The half-great: Ma Peche, where my consort and I met up with friends who wanted to try it after their first choice of Osteria Morini was fully committed and where we were all worried about the tab given the bizarre absence of prices on both Menupages and the website (why should the paying customer be the last to know?) So I’ll get the bad part out of the way first: We waited 45 minutes for the reserved table, after getting shunted to the hotel lobby and then to the bar, where we all awkwardly held our unchecked coats and drinks while surrounded by a . . . shall we say . . . low-rent crowd and inhaling the grease fumes from the kitchen downstairs. (Always fun to consider how close “hospitality” and “hostility” are.) Also, once we were finally seated the wine took its “savory” time arriving, and the service would best be described as desultory. But the table turned out to be one surrounded by bigger tables of guys going all Tom Jones on beef and bones, so it was like being on an island of quiet. And the food was exceptional, starting with the perfectly made spring rolls. We just stuck everything in the center and shared, and not one dish disappointed. The duck, a tender breast plus sausage plus hoisin spaetzl, was the best I’ve tasted in years. Cod came in second, in a lively shellfish broth with ginger and coconut. The broccoli appetizer has me attempting to replicate it at home, with miso and sesame seeds. And while I’m not much on pork (flesh, not fat), the Bev Eggleston chop was blowaway, even at $68 for two. That, unfortunately, is the one price I can quote, because Bob and George split the bill and we came home with no printout. WIGB? Absolutely. Cooking like this reinforces why this trained cook goes to restaurants. 15 West 56th Street.
The promising: The new Ditch Plains on the UWS, where Bob and I wandered in after the Sunday Greenmarket and spotted strollers, the surest sign someone was serving. Turned out it was a soft opening, with 15 percent off the check. We found out the second half of that sentence only when the check arrived, but we were mellow knowing it wasn’t “live” yet. So it didn’t really matter that the fried pickles as an appetizer were inexpertly fried, although it did make me worry after having ordered fish and chips despite the waitress having told us she had not seen that yet, let alone tried it. Cod instead of the usual muddy tilapia sold me, though, and the excellent fries and perfect frying compensated for the lack of crust on the nearly naked fillets. And the dipping sauce, the same as for the pickle fries, elevated everything. Bob ordered the quite good spicy shrimp salad without specifying the appetizer size, so the $7 off the tab helped. We were among the few not ordering alcohol, but both the bloody Marys and the wine list looked enticing (no glasses, only bottles and half-bottles, at very good prices). The space seems much more inviting in its latest reincarnation, and the manager was extremely gregarious. WIGB? Absolutely, despite all those strollers — G.M. said the kitchen will stay open till 2 a.m., which is a huge boon on the early-to-bed UWS. 100 West 82d Street, 212 362 4815.

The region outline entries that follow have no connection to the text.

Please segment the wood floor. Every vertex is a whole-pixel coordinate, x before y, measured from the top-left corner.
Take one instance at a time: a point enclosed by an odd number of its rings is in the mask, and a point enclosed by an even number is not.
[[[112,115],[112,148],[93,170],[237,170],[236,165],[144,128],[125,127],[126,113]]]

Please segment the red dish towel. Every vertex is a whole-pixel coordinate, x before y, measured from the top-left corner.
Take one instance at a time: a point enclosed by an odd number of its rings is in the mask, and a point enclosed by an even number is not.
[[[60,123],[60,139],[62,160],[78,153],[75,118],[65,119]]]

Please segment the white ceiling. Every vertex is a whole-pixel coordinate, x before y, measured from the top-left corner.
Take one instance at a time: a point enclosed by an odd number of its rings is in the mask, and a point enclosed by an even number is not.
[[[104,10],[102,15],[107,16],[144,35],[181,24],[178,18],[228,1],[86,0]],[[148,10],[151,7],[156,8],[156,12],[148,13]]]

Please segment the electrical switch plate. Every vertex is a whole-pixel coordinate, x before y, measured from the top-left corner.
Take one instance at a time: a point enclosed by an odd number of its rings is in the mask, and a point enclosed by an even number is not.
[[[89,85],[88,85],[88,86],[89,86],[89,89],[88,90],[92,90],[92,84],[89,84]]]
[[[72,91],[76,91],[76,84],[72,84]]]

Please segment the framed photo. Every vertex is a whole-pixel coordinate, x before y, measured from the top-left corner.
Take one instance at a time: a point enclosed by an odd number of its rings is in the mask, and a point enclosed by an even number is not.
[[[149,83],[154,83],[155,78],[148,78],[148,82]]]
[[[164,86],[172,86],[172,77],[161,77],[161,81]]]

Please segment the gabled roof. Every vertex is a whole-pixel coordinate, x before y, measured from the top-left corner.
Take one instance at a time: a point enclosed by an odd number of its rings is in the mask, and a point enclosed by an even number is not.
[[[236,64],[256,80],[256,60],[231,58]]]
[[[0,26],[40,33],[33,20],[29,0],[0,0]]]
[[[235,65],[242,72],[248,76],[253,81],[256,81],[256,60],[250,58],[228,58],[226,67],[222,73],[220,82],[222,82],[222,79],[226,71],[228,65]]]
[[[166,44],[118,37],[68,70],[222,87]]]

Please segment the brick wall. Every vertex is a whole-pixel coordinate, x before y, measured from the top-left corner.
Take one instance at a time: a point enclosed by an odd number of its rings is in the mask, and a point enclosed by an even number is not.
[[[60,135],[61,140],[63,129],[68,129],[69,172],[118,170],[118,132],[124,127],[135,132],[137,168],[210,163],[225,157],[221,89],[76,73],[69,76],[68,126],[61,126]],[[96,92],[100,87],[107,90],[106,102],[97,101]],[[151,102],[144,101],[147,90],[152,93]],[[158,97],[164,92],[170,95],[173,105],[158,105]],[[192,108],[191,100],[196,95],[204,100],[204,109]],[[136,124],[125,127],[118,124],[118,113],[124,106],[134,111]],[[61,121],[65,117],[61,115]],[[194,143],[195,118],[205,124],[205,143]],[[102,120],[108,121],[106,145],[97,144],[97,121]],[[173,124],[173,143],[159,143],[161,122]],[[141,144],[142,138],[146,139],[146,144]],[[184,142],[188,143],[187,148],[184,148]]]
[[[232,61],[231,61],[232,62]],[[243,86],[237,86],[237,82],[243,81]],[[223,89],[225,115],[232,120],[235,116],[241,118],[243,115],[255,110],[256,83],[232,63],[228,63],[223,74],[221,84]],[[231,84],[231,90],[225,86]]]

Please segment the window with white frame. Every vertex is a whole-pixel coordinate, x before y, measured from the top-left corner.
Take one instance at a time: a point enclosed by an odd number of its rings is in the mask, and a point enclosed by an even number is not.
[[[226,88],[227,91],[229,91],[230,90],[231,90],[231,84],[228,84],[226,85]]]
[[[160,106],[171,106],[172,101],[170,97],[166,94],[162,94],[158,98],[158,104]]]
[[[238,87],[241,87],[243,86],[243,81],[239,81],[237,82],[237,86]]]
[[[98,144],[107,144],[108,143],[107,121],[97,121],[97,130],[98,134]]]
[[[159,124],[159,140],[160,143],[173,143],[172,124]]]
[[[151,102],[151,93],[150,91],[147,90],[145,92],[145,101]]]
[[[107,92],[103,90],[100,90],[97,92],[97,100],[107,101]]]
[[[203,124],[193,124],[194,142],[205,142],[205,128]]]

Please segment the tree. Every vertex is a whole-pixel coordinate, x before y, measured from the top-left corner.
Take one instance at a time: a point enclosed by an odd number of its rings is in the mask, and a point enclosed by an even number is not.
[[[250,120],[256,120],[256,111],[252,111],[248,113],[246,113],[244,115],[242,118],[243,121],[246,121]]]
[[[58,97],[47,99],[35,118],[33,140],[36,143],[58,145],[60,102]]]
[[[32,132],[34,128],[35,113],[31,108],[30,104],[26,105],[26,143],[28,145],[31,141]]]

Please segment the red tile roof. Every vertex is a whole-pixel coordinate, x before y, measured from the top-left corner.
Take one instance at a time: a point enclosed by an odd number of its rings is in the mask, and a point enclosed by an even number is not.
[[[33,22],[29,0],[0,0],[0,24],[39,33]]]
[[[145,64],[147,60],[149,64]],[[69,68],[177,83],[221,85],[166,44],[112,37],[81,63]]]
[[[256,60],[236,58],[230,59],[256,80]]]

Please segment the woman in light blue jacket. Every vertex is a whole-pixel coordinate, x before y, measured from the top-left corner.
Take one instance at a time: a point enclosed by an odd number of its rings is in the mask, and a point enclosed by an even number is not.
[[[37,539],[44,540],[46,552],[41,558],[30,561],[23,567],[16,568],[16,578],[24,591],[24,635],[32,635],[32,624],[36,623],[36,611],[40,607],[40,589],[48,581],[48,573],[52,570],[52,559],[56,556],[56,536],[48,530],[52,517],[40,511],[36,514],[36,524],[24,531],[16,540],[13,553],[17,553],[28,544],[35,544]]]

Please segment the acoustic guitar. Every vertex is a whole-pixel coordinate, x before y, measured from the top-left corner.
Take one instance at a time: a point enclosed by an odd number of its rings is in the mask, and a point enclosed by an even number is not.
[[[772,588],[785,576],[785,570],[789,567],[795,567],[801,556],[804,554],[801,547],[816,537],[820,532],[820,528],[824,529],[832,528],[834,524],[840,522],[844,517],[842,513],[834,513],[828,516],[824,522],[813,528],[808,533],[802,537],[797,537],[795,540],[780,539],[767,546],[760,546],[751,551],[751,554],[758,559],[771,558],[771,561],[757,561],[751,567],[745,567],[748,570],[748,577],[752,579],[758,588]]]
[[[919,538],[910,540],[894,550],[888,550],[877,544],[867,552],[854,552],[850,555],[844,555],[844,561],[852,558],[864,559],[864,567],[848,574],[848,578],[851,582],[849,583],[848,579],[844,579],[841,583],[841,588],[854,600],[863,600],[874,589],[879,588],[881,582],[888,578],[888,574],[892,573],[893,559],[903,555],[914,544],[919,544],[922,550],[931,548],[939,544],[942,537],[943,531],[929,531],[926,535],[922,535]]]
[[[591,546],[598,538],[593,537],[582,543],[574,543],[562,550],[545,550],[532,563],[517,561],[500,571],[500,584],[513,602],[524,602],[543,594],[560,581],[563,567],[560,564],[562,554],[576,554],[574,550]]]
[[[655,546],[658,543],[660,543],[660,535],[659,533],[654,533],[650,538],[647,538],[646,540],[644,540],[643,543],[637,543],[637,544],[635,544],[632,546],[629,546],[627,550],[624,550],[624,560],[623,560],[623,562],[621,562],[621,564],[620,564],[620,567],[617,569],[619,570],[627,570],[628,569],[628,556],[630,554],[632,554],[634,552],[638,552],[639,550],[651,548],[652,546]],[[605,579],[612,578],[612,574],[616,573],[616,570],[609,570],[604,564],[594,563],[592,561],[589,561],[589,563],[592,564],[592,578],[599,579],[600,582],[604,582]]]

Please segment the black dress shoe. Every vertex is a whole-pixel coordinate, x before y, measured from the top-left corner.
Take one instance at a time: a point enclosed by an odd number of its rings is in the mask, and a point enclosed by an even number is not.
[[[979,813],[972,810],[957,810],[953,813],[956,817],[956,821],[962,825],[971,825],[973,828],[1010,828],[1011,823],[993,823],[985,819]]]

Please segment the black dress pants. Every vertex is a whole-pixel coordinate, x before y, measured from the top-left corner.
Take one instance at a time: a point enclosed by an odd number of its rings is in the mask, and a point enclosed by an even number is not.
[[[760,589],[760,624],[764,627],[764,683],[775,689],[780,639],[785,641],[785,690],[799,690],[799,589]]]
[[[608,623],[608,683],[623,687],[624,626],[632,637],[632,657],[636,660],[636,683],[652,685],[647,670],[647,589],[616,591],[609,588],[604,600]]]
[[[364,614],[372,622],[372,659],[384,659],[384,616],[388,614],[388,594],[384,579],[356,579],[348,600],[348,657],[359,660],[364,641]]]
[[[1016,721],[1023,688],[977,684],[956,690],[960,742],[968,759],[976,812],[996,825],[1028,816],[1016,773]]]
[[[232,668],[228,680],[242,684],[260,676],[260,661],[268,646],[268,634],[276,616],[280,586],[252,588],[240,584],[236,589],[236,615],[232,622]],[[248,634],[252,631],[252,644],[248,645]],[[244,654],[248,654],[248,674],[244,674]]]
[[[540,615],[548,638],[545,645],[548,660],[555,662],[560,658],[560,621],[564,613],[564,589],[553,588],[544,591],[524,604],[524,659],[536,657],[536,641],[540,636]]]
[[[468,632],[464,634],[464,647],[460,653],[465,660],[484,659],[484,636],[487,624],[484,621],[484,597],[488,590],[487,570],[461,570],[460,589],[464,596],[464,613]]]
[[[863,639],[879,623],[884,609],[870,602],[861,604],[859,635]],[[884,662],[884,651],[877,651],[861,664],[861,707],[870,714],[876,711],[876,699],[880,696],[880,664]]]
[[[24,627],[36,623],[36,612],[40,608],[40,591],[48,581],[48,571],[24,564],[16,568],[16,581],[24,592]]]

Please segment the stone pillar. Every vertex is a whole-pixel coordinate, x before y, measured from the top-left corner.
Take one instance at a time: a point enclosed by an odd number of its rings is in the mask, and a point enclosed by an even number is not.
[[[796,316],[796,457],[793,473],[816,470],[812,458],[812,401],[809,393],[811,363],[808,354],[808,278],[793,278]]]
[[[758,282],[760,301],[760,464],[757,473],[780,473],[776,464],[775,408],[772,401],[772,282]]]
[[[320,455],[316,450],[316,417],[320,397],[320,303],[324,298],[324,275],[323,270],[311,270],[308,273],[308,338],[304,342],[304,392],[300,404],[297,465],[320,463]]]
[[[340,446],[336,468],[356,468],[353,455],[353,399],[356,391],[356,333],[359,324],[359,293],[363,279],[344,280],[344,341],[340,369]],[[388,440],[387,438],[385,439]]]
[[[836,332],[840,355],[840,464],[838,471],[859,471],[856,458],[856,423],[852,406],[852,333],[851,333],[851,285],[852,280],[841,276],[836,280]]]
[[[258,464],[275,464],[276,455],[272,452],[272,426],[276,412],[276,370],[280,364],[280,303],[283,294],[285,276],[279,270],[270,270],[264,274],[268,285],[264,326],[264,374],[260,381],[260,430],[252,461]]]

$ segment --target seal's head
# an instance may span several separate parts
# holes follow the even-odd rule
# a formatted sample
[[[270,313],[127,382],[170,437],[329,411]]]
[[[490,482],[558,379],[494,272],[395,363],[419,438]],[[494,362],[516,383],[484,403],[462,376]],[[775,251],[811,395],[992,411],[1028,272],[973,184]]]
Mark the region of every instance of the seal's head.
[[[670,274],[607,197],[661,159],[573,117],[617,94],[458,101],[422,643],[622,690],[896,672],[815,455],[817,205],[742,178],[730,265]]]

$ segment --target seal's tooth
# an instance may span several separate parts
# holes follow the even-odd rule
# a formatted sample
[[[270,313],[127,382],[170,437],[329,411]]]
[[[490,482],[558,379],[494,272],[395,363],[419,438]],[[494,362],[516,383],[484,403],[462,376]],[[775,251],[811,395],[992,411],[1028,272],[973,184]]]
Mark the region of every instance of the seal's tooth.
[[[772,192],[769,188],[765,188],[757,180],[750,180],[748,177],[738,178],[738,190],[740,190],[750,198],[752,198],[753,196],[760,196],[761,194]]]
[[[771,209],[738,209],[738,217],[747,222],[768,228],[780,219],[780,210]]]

The “WTF was I thinking?”: New Chiu Chow in Chinatown, where we wound up after I plucked the name out of the Village Voice listings in desperation as we were rushing to schlep down to Bob’s storage room in the old NYPost building — the name had me at Chiu Chow, which really is “Cantonese with flavor,” as they said in Hong Kong, and the tout mentioned that most irresistible of foods: duck. But as soon as we walked into the dingy room and had to wait a few minutes for a table away from the door I knew we were in the wrong place. But the menu did promise duck, and it was not bad, if nowhere close to what we first had in Hong Kong or now make at home. Good thing we ordered a half, not a quarter, because the “spicy spare ribs” on rice with black bean sauce proved to be chewy nuggets of creepy industrial pork. And the Chinese vegetables in oyster sauce seemed very rudimentary for the price, again something we could have thrown together at home. Only as I was sitting dejectedly did we notice every other table was eating the same thing, the soup. Which is, of course, exactly why most onliners recommend it. Oh, well. The leftover duck was rescusitable in dumplings using wrappers from Hong Kong Supermarket, after a respectable egg custard from the bakery across the street. WIGB? From now on, we are never eating Chinese in Chinatown. We’re either trekking happily to Flushing or opting for anything else. Even “Italian.”